I am currently eight months into a 12-month internship as an analyst with RSM Corporate Finance sitting within the M&A and Private Equity team.
I joined the internship programme after completing four years at Imperial College London reading, what is on the surface, a completely unrelated course – Materials Science and Engineering. Recently I was offered a graduate position and a training contract to attain the ACA qualification.
Why did you choose to do an internship?
Ultimately my decision to undertake an internship out of university was the flexibility that the role provides. Although I had a long-term interest in Finance I was undecided as to what career path I wanted to pursue: Academia or Industry. I found that the prospects of a graduate role and three-year contract were too rigid – especially if I found that I was not suited to the role or if the role did not peak my interest.
For me a 12-month internship was the perfect option – you gain all the responsibilities and ultimately experience of a graduate role but are not tied long term.
On the other hand, and as I have experienced, if you find the role rewarding and identify it as an excellent platform for future development there is the potential to re-join a team and firm that you know provides a good fit to your personality and will help you maximise your potential
How does the internship tie in with your overall career plans?
Since starting my internship, I have come to appreciate more and more the platform it provides for future development. Without having to balance work and studying in the first year is a real advantage and allows you to maximise your initial development and quickly get to grips with the demands of a role in Corporate Finance.
Taking this experience into a graduate role is invaluable as you can really hit the ground running and take on more and more responsibility from the outset and achieve a better balance between the demands of your role and studying for the ACA qualification. Gaining the ACA qualification opens up a significant number of opportunities, and when combined with real deal experience, includes private equity, financial in industry and roles in wider financial and consultancy markets.

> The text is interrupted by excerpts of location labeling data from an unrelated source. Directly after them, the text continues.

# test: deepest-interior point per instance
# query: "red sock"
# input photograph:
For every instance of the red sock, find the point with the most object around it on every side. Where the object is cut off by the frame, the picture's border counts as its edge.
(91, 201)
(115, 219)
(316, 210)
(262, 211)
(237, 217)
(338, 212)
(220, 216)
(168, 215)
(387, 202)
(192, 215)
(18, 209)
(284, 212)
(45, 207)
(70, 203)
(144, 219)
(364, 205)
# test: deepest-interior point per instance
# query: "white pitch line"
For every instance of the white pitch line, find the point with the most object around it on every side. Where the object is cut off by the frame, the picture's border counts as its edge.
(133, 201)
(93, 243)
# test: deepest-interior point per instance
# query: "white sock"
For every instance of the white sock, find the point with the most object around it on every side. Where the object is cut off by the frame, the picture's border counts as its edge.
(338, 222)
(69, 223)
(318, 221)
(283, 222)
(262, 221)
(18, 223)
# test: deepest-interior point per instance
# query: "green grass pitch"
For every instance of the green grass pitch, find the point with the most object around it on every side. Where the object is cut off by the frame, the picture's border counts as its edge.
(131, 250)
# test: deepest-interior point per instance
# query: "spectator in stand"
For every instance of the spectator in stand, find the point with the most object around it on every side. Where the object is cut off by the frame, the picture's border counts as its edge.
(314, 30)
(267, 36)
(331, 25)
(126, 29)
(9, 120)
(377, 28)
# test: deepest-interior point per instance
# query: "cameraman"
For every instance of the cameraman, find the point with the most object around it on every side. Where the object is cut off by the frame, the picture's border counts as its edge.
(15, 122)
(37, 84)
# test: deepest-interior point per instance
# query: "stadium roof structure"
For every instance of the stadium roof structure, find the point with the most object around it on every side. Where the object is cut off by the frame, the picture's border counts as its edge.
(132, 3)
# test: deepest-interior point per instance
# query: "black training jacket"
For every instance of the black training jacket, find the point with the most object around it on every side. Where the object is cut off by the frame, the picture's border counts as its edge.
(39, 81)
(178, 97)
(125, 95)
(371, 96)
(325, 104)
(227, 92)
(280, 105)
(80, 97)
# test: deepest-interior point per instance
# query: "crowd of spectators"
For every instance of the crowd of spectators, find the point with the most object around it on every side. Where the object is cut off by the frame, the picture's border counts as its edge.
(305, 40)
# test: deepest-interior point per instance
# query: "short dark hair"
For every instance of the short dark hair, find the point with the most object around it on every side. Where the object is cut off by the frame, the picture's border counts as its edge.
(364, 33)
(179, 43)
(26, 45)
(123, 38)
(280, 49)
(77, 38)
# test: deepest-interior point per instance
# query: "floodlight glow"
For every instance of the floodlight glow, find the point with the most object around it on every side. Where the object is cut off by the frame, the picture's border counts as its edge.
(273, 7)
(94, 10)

Since starting my internship, I have come to appreciate more and more the platform it provides for future development
What was the application process like?
My application process was slightly different to normal – having completed a two-week shadowing / experience role I went from the online tests – circumvented the video interview – to the assessment centre. In the period building up to the assessment I found the RSM recruitment team extremely helpful and always went above and beyond to answer my questions about the process.
The assessment started with a group presentation and one-one interview with a line manager before lunch with an existing member of the team. The afternoon session involved a case study – this was c.90-minute task to analyse an information memorandum and statutory accounts and make a short presentation on the business/opportunity. Following the presentation there was a 60 -90-minute Q&A with two associates / managers. Although the Q&A can feel like a bit of grilling it is great chance to explain your thought process and demonstrate your full skill set while engaging and learning from experienced members of an M&A team.
What attracted you to the role?
Ultimately my attraction was not to a single specific role in Finance, rather a working environment where I felt I could add value to my work based on skills I had development through university. Coming out of university I was looking for a role that would provide a fast paced-dynamic environment that was analytically engaging while providing opportunities to gain commercial experience in outward / client facing environments – a few job markets sprang to mind. Eight months in it is safe to say that the world of Corporate Finance hits these criteria – and more.
What are my main duties?
Within RSM there is an opportunity and expectation that you will have touch points throughout the entire deal process. Throughout the deal you are expected to keep on top of the different lines of communication with shareholders, buyers and legal teams and record dialogues via file notes.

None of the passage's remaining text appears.